Stephen Dalton from NME wrote, "The Snoopster slopes back with a slinky low-rider of a groove and a spliffed-up wibbly-wobbly rap about smooching down the boulevard sipping happy juice in the sunshine. Slow, low beats and cheesy disco synth effects give a Parliament-style space-funk vibe, and Mr Dogg is obviously a cool drink of water on a hot afternoon, but his chilled-out musings are hardly a patch on Ice Cube's ultra-laid-back gangsta anthem 'It Was a Good Day'." James Hamilton from the Record Mirror Dance Update named it a "languidly drawled sinuous 94.5bpm mellow "laid back" swayer" in his weekly dance column.

== Lyrics ==
The lyrics depict a party filled with sex, marijuana, and alcohol (including the aforementioned gin and juice) continuing into the small hours of the morning. The chorus is sung by David Ruffin Jr. (D-Ruff), the son of former Temptations member David Ruffin:

Rollin' down the street smokin' indo

Sippin' on gin and juice

Laid back (with my mind on my money and my money on my mind).

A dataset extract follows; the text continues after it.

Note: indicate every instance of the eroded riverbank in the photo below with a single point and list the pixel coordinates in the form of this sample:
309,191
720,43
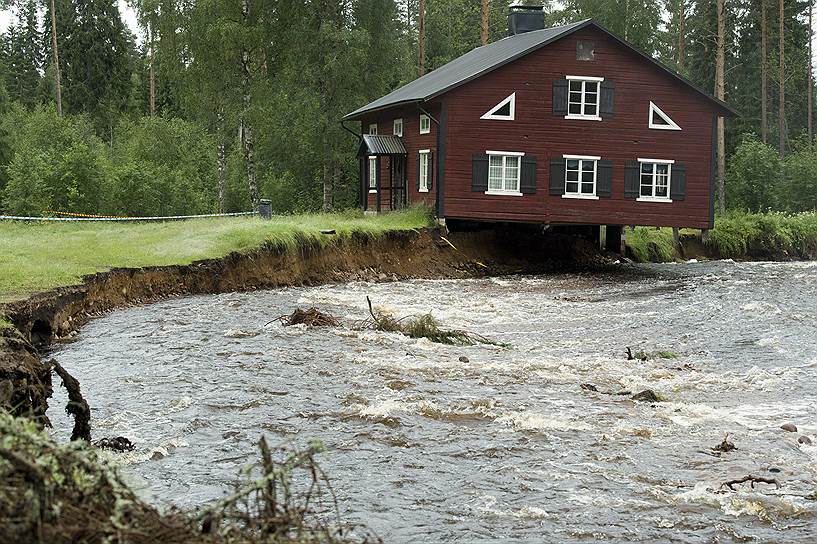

One critic describes the chorus as representative of "the G-funk tableau" emphasizing cruising culture, consumption of depressants, and materialism. The last line is an example of antimetabole, a figure of speech in which two or more clauses are related to each other through a reversal of structures. The focus on money is shared throughout hip-hop, including It's All About the Benjamins, Money Makes the World Go Round, Get Money, and Foe tha Love of $.

== Music video ==
The song's music video features a parody of the movie Home Alone called "Home Boy Alone" where a teenaged Snoop Dogg is left to do chores and take care of the house when his parents leave, and is instructed not to throw any wild parties. After he disobeys, his parents return home angry and evict the partygoers to confront Snoop Dogg. Ricky Harris plays Snoop's father, and Dr. Dre, Warren G, Nate Dogg, Big Mike and Daz Dillinger make cameo appearances. Six-year-old rapper Lil Bow Wow plays Snoop's little brother who is jumping on the couch in the intro. "I was in the 'Gin and Juice' video," comedian Eddie Griffin recalled. "I pop out of this little Volkswagen full of weed smoke with my hair standing on end."

==Live performances==
Snoop performed the song live at the American Music Awards of 1994 on February 7, 1994, and on Saturday Night Live on March 19, 1994.

== Track listing ==
- 12-inch single
1. "Gin and Juice" (radio version—no indo)
2. "Gin and Juice" (radio version)
3. "Gin and Juice" (Laid Back remix)
4. "Gin and Juice" (Laid Back radio mix)

== Charts ==

=== Weekly charts ===

| Chart (1994) | Peak position |
|---|---|
| Australia (ARIA) | 49 |
| Europe (European Dance Radio) | 3 |
| New Zealand (Recorded Music NZ) | 11 |
| UK Singles (Official Charts) | 39 |
| UK Dance (Music Week) | 17 |
| UK Club Chart (Music Week) | 82 |
| US Billboard Hot 100 | 8 |
| US Hot Dance Singles Sales (Billboard) | 1 |
| US Hot R&B/Hip-Hop Songs (Billboard) | 13 |
| US Hot Rap Songs (Billboard) | 1 |
| US Rhythmic Airplay (Billboard) | 5 |

=== Year-end charts ===

| Chart (1994) | Position |
|---|---|
| US Billboard Hot 100 | 52 |
| US Hot R&B Singles (Billboard) | 73 |
| US Hot Rap Singles (Billboard) | 8 |
| US Maxi-Singles Sales (Billboard) | 24 |

== Certifications ==

| Region | Certification | Certified units/sales |
| New Zealand (RMNZ) | 3× Platinum | 90,000^{‡} |
| United Kingdom (BPI) | Gold | 400,000^{‡} |
| United States (RIAA) | Gold | 700,000 |
^{‡} Sales+streaming figures based on certification alone.

== Release history ==

| Region | Date | Format(s) | Label(s) | Ref. |
| United States | January 18, 1994 | 12-inch vinyl; cassette; | Death Row; Interscope; |  |
| United Kingdom | January 31, 1994 | 12-inch vinyl; CD; cassette; |  |
| Australia | March 28, 1994 | CD; cassette; |  |

== Merchandising, retail, and promotions ==
In February 2024, Snoop and Dr. Dre launched a line of drinks called Gin & Juice. The first four flavors were apricot, citrus, melon, and passionfruit. Southern Glazer's Wine and Spirits handled distribution. The concept, packaging, and graphic identity for the new brand was designed by Ini Archibong, with illustrations by Wayne Johnson.